A recent estimate was that over 1,000 ‘megabarns’ have been built in the last few years for a variety of livestock. They do not need planning permission.
Instead of the cows, there are great black bales scattered over the fields. Just about every field is now cut many times a year – but not for hay. It is all turned into silage (compressed fermented fodder).
Massive machines now make about four cuts a year, five in some years. Grass cuttings are wrapped in plastic, the huge black bales left in many a field.
Cattle are given pre-prepared quantities of feed and monitored for every drop of milk produced, or every ounce of beef. The aim is to make them as ‘efficient’ as can be, with no walking in and out for milking to waste their energy.
There is a government code on welfare, but it is quite vague and refers only to ‘enough space’ for cattle to do this and that, nothing about being able to go outdoors. There is no ‘grazing only’ label.
It seems curious that there is not the same level of concern about the ‘factory’ conditions for beef and milk production as there is for poultry
Some additional interesting info:
£1.5bn worth of cattle feed is imported per annum, the two main types being maize and soy.
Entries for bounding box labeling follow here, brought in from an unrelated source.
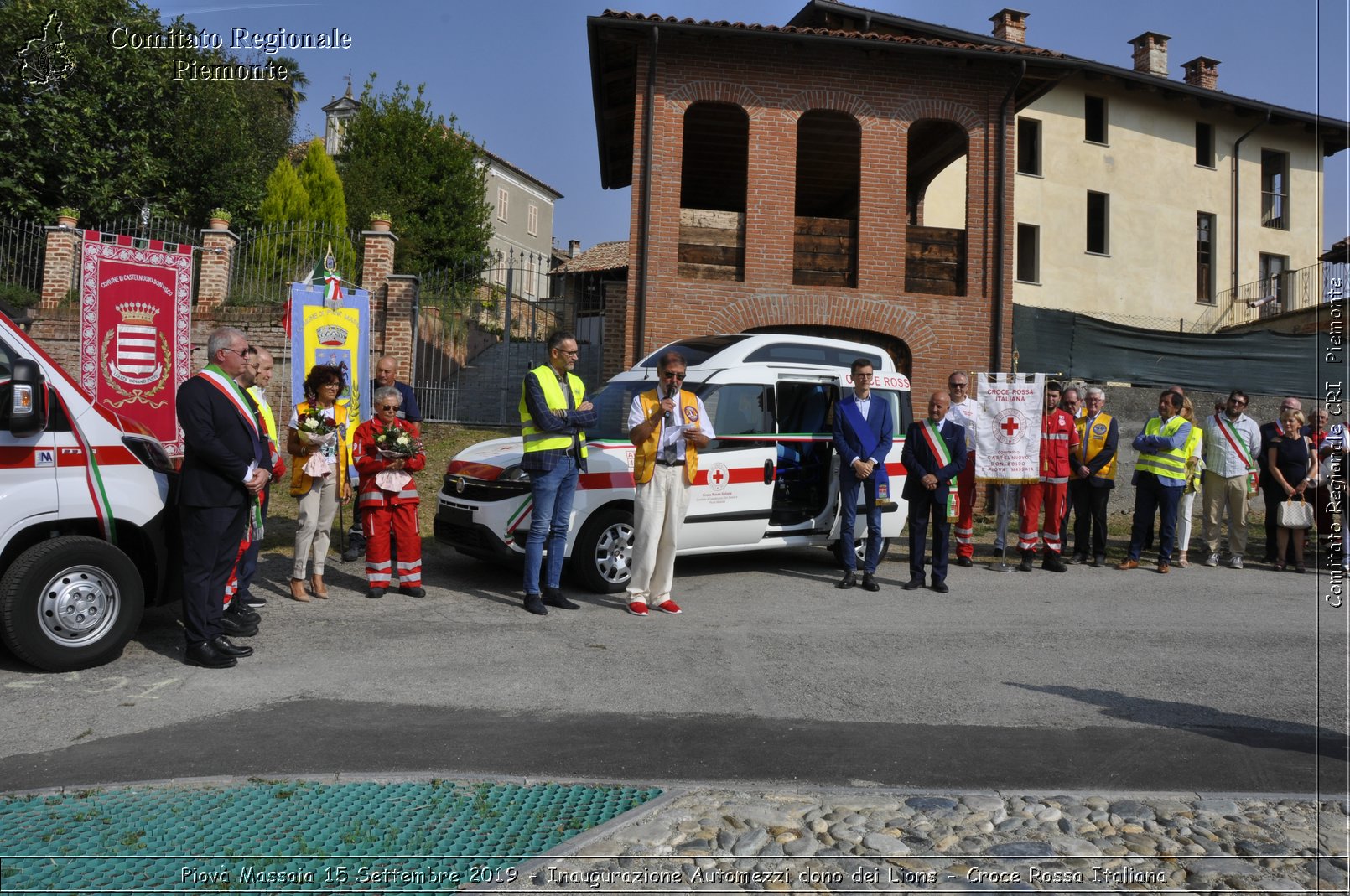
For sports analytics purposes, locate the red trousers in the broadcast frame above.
[954,451,974,557]
[361,504,421,588]
[1016,482,1069,553]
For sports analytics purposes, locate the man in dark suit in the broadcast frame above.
[177,327,272,670]
[901,392,965,593]
[834,358,895,591]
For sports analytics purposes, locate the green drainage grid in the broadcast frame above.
[0,780,662,893]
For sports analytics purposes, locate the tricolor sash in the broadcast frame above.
[839,400,891,505]
[1213,414,1261,495]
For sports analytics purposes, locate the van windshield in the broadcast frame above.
[586,379,699,441]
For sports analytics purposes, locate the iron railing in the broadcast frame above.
[410,246,604,425]
[230,221,365,306]
[1202,262,1350,332]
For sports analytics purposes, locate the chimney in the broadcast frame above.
[1181,57,1219,91]
[1130,31,1171,78]
[989,9,1027,44]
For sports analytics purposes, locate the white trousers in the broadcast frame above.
[628,464,688,606]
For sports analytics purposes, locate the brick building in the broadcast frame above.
[589,0,1057,394]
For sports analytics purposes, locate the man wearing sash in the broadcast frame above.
[1202,389,1261,569]
[834,358,896,591]
[901,392,965,593]
[177,327,272,670]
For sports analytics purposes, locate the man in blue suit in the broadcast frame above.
[834,358,895,591]
[901,392,965,593]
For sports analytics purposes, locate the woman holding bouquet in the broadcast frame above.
[352,386,427,598]
[286,365,351,603]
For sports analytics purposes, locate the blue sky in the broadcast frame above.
[151,0,1350,247]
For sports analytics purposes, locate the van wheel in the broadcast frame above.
[0,536,146,672]
[830,537,891,569]
[573,507,633,593]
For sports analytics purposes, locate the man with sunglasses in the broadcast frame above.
[518,330,600,615]
[628,352,717,617]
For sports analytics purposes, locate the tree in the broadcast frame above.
[338,75,491,272]
[0,0,304,225]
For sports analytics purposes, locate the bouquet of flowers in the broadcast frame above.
[376,425,423,460]
[296,407,338,445]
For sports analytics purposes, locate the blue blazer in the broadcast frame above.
[901,420,965,500]
[834,391,895,475]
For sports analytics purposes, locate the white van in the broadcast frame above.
[0,314,179,672]
[434,334,911,593]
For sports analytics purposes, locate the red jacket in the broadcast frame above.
[1041,407,1078,482]
[351,417,427,507]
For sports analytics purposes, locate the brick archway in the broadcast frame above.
[708,296,938,376]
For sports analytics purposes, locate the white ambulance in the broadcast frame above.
[434,334,911,593]
[0,314,179,672]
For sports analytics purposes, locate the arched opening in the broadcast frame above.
[678,102,750,281]
[792,109,863,286]
[905,119,969,296]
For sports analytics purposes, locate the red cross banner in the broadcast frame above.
[80,230,192,455]
[974,374,1045,484]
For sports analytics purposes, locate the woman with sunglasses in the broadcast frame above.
[352,386,427,598]
[286,365,351,603]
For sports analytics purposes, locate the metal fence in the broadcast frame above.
[230,221,365,306]
[410,246,604,425]
[1206,262,1350,332]
[0,219,47,308]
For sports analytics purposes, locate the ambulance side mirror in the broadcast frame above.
[9,358,47,438]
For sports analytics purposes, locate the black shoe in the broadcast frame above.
[544,588,582,610]
[182,641,239,670]
[220,613,258,639]
[210,634,252,657]
[226,598,262,624]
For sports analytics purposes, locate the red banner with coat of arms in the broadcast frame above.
[80,230,192,455]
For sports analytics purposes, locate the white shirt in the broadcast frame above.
[628,386,717,460]
[942,398,980,452]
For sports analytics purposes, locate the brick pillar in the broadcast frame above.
[195,230,239,312]
[382,274,421,371]
[38,226,80,308]
[361,230,398,355]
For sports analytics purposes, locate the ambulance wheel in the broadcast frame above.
[573,507,633,593]
[830,537,891,569]
[0,536,146,672]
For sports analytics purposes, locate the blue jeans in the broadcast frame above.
[525,458,576,593]
[1130,471,1182,562]
[839,469,881,572]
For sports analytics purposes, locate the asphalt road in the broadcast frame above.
[0,542,1347,794]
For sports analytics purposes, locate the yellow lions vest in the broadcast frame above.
[1076,412,1120,480]
[1134,414,1189,479]
[633,389,699,486]
[520,365,586,458]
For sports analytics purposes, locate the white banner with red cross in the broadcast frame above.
[974,374,1045,484]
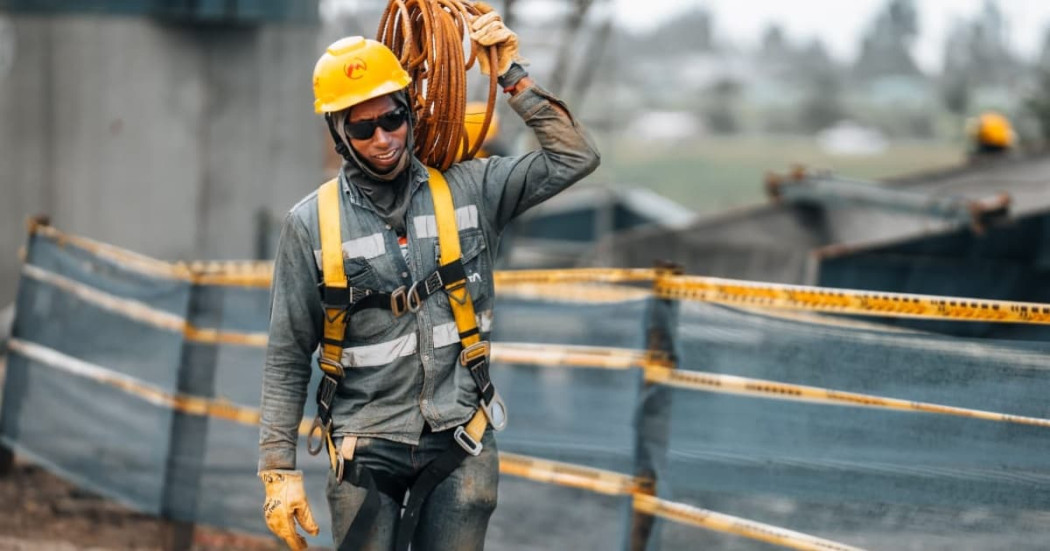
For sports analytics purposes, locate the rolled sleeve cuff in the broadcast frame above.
[507,83,554,121]
[258,446,295,472]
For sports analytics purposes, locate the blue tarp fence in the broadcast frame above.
[6,221,1050,550]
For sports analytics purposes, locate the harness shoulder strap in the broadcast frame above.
[426,167,507,432]
[307,178,351,469]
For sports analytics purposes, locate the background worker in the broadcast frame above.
[966,111,1016,161]
[258,5,599,551]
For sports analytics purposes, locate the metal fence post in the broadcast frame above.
[628,262,683,551]
[160,283,223,551]
[0,446,15,479]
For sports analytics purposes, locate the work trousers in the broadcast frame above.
[328,429,500,551]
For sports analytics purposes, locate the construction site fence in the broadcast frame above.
[0,226,1050,550]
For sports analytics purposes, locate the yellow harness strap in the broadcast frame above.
[426,167,493,443]
[310,178,349,469]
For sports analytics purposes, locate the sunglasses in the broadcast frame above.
[342,107,408,140]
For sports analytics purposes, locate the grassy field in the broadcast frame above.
[593,136,964,212]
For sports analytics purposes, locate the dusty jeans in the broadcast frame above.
[328,429,500,551]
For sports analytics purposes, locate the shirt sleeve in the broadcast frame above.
[471,84,601,231]
[258,209,323,471]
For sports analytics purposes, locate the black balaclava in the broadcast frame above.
[328,90,415,235]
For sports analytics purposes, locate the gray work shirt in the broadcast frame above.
[258,86,600,470]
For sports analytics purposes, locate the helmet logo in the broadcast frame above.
[342,58,369,81]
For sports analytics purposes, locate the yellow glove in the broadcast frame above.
[470,2,525,77]
[259,470,320,551]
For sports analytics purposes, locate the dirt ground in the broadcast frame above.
[0,355,284,551]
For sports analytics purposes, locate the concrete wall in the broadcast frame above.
[0,13,328,306]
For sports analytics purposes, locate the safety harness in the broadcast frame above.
[308,167,507,551]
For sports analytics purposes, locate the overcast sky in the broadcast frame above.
[613,0,1050,69]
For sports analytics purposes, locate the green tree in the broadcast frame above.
[854,0,921,79]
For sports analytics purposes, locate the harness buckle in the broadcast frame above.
[335,452,347,483]
[408,281,429,314]
[317,354,347,379]
[453,426,484,458]
[317,374,339,412]
[307,416,332,455]
[391,285,410,318]
[460,340,492,367]
[423,270,445,296]
[481,387,507,431]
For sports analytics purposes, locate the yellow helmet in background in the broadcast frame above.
[970,111,1014,149]
[314,37,412,113]
[460,102,500,158]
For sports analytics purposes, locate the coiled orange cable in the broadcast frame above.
[376,0,497,170]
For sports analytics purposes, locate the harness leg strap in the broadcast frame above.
[338,461,405,551]
[394,444,468,551]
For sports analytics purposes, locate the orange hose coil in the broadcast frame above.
[376,0,497,171]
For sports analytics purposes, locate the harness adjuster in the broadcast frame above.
[317,374,339,412]
[460,340,492,367]
[317,355,347,379]
[307,414,332,455]
[453,426,484,458]
[480,386,507,432]
[391,285,415,318]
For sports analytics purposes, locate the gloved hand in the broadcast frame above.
[259,470,320,551]
[470,2,526,77]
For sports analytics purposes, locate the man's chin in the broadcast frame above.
[369,150,404,174]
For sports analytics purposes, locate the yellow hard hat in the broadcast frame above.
[974,112,1014,148]
[314,37,412,113]
[460,102,500,157]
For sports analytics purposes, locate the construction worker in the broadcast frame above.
[967,111,1016,160]
[258,5,599,551]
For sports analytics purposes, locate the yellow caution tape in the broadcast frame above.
[29,225,273,289]
[497,281,653,303]
[22,264,267,347]
[491,342,648,369]
[500,451,861,551]
[655,276,1050,324]
[494,268,657,289]
[492,343,1050,427]
[645,365,1050,427]
[30,225,1050,324]
[7,339,312,436]
[500,451,652,495]
[634,494,862,551]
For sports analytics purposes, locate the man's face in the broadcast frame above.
[343,96,408,173]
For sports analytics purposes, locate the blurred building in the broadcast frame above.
[0,0,327,305]
[579,151,1050,337]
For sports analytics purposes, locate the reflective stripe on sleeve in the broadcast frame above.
[314,233,386,266]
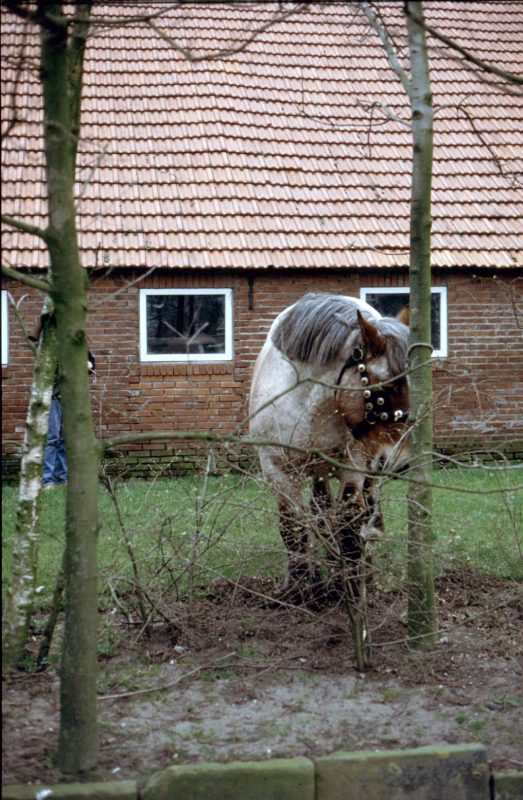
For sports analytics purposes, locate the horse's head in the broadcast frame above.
[335,307,409,451]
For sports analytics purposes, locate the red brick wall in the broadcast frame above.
[3,270,523,474]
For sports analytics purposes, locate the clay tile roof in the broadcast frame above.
[2,0,523,269]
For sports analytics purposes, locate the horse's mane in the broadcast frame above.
[271,292,408,374]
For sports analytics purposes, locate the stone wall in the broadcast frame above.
[2,744,523,800]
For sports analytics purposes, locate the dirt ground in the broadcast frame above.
[3,570,523,784]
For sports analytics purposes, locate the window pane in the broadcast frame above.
[365,292,441,350]
[147,294,225,355]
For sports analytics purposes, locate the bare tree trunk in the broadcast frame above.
[2,300,58,667]
[407,2,437,647]
[38,0,100,772]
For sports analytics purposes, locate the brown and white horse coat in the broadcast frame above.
[250,293,408,600]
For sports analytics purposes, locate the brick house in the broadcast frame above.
[2,2,523,475]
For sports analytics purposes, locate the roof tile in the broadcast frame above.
[2,0,523,268]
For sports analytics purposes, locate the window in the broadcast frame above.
[360,286,448,358]
[140,289,232,361]
[2,289,9,367]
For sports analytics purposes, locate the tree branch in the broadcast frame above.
[146,3,308,63]
[2,264,51,292]
[410,3,523,86]
[2,214,48,242]
[2,0,69,31]
[360,1,412,97]
[100,431,523,494]
[7,292,37,355]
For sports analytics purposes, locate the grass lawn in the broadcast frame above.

Some £800mn worth of each comes into the UK every year mostly to feed these cows and cattle.
Any beef or milk produced like this, whether using imported or home-grown feeds, can and does claim to be ‘British’ and as such much of it gets approval from the Red Tractor scheme.
Eugh, there’s always a way for capitalism to make things even worse … In ten (20, 50) years hopfully they’ll find out that happy cows (= cows being outside) give more milk and get sick less. Pretty sure I’ve seen a documentary about this a while ago.